Ricardo Darin (who starred in The Secret in Their Eyes) plays Sosa, a lawyer who makes a living by chasing down many of the traffic accidents that kill 8,000 people annually in the country. He meets Lujan (Martina Gusman), a junkie doctor, and begins seeing her on dates where someone ends up on a stretcher. Of course, as they try to build a relationship, Sosa’s taking on the power of attorney for a case becomes an issue for his rivals. The kind of rivals that carry baseball bats and send messages with them.
There’s a typical thriller element to everything going on in Carancho – which, according to Google Translator means “Some of the words you entered could not be translated” (but is really just a name for a bird of prey) – but there’s something missing. In fact, there are more than a few things missing.

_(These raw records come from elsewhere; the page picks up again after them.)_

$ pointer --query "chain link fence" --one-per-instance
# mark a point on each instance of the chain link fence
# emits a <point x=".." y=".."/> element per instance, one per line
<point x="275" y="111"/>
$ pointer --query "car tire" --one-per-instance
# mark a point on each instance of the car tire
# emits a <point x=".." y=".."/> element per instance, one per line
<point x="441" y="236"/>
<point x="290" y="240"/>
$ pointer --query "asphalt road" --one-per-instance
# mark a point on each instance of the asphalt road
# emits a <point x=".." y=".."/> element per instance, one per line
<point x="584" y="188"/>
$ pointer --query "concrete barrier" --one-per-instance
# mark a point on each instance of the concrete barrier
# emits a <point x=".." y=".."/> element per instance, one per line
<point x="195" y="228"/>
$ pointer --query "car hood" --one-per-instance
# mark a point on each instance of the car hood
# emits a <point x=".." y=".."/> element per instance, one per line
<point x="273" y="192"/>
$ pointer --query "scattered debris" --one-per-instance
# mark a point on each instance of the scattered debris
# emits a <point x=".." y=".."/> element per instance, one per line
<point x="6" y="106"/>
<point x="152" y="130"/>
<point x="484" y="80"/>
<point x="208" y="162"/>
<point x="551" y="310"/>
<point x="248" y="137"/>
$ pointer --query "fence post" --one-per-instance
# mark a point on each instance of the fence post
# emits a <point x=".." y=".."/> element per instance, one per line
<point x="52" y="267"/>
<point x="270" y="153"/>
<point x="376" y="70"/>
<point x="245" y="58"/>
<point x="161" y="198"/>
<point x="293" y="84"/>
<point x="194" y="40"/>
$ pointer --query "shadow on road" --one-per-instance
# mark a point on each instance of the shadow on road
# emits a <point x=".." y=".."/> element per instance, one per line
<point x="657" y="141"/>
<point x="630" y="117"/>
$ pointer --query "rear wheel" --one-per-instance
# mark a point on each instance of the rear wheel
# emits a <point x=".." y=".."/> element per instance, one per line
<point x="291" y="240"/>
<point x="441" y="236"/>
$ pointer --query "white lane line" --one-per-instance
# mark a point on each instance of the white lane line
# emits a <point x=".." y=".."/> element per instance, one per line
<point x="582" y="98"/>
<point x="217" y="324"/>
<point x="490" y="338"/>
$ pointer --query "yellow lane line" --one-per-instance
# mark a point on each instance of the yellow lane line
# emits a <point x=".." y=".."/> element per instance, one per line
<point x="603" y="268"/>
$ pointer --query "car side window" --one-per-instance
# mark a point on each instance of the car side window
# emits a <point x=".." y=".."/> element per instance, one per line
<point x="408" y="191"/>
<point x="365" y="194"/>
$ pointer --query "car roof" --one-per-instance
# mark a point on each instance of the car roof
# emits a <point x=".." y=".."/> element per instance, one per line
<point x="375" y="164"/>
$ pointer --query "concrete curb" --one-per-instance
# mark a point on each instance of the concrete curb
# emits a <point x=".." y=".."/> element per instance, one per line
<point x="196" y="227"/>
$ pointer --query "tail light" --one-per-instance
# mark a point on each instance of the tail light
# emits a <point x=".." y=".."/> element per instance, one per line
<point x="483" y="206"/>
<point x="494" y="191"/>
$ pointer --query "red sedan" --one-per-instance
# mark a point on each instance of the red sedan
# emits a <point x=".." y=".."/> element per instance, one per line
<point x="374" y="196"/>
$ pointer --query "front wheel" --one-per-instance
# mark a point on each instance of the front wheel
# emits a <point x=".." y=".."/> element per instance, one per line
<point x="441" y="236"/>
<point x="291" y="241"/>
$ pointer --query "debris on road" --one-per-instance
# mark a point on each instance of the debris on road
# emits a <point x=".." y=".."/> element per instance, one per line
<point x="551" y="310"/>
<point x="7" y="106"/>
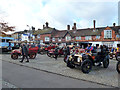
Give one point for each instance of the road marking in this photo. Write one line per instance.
(9, 85)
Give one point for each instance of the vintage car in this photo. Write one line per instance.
(51, 53)
(118, 63)
(45, 49)
(31, 53)
(72, 52)
(42, 50)
(87, 60)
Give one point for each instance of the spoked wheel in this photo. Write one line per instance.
(41, 52)
(14, 56)
(86, 66)
(32, 56)
(65, 59)
(105, 63)
(70, 65)
(49, 55)
(118, 67)
(118, 57)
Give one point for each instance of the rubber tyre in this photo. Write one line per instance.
(105, 63)
(41, 53)
(32, 56)
(14, 56)
(65, 59)
(118, 67)
(86, 66)
(48, 54)
(70, 65)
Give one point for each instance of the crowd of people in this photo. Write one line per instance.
(67, 50)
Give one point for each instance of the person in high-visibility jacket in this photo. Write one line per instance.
(89, 48)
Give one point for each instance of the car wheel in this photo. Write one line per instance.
(41, 53)
(118, 67)
(70, 65)
(49, 55)
(65, 59)
(117, 58)
(105, 63)
(32, 56)
(14, 56)
(86, 66)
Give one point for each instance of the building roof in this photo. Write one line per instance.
(83, 32)
(48, 30)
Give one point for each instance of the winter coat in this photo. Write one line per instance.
(24, 50)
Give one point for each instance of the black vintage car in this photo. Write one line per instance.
(87, 60)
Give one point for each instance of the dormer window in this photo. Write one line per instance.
(107, 34)
(119, 31)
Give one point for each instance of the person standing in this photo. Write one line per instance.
(24, 53)
(56, 53)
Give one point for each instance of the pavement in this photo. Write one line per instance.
(16, 76)
(98, 75)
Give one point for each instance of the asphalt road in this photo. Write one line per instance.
(24, 77)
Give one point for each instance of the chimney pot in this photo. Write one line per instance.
(68, 27)
(94, 23)
(114, 24)
(74, 26)
(46, 24)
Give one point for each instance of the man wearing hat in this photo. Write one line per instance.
(24, 52)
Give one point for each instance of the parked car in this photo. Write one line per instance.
(87, 60)
(31, 53)
(51, 53)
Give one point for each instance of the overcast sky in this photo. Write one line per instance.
(59, 13)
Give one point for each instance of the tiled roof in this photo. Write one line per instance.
(59, 33)
(44, 31)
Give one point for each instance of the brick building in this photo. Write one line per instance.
(119, 13)
(109, 36)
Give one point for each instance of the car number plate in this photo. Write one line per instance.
(118, 57)
(78, 59)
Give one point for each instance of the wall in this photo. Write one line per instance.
(42, 37)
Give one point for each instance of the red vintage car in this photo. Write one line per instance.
(31, 53)
(50, 47)
(50, 53)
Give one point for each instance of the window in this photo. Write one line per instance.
(68, 38)
(38, 36)
(7, 40)
(47, 39)
(88, 38)
(119, 31)
(97, 37)
(107, 33)
(53, 39)
(59, 39)
(117, 36)
(3, 40)
(78, 38)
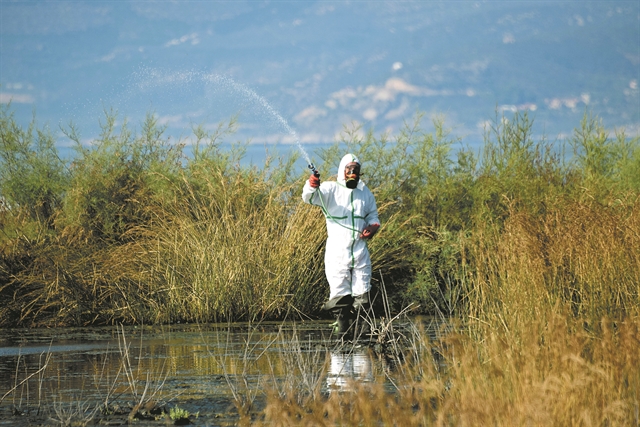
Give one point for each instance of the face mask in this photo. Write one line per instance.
(352, 175)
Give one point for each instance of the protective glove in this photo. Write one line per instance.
(314, 180)
(369, 231)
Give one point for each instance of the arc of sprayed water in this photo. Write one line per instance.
(215, 78)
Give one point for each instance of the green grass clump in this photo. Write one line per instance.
(136, 229)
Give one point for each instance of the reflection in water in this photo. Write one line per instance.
(349, 367)
(201, 366)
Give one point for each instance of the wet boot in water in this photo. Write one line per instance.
(363, 317)
(342, 310)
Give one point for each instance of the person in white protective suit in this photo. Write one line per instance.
(352, 218)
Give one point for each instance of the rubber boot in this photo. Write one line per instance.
(363, 317)
(342, 310)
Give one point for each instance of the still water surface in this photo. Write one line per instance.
(199, 367)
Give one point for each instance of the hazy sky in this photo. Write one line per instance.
(310, 67)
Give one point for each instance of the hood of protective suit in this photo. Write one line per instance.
(348, 158)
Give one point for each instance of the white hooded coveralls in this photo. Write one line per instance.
(348, 212)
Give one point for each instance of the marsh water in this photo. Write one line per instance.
(202, 368)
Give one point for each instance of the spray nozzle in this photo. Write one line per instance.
(314, 170)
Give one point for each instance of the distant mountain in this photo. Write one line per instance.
(316, 66)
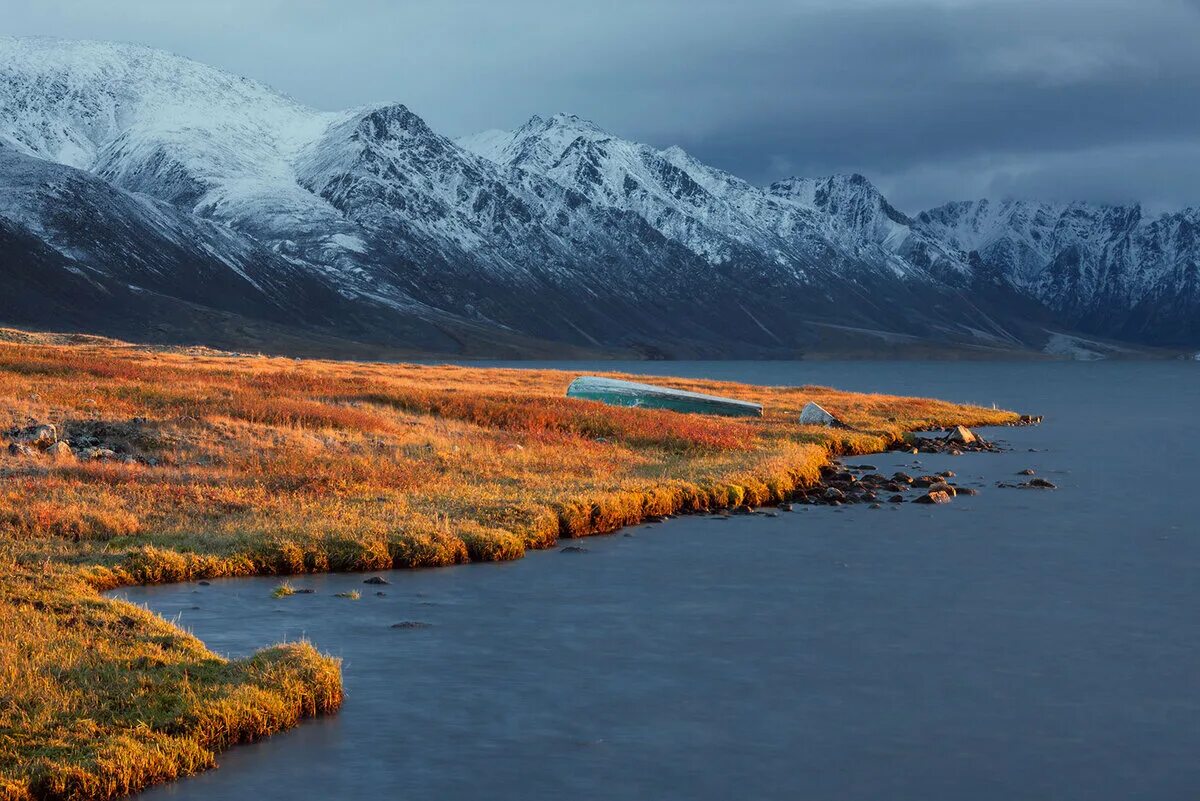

The movie is filled with incredible performances and beautiful cinematography, but the story is a bit convoluted and difficult to follow, especially since it takes so much time out from the thug-filled tension to create a quiet mood that never lends itself well to the action needed in the climactic moments.
However, the movie does swing for the fences in its own intimate way. Sosa’s sleaze goes beyond the typical stereotype of lawyers, and it ends up involving a sledge hammer, an old man’s leg, and a scheme everyone should take note of to make some solid insurance money. All of it is done like a warm distraction, but he’s tired of working in the world, and manages to be likable while doing almost nothing that could be considered humane.
Director Pablo Trapero doesn’t go as deep and dark into the taboo territory he’s traveled to in the past, but as a trade off, he’s created a realistic love in the midst of an unrealistic world that features every single character as complicit in large scale corruption and extortion.
Over all, the film’s strengths far outweigh the weaknesses – Darin and Gusman are both full of smoldering chemistry and carry what’s ultimately a romance under duress with incredible deftness. The noir aspects get in the way of a better movie, but their relationship is what really matters, and it’s also what really works.
The other standout is the camera work. Although there are far too many tight shots, some of the action sequences (especially the car crashes) are done with a raw energy that takes the current standard and makes it feel less stylized, and therefore, better at shoving you personally into the back seat and wincing at the impact.
That wincing carries over into some of the emotional impact as well, and even though the film comes to a predictable conclusion, the ride is one worth taking.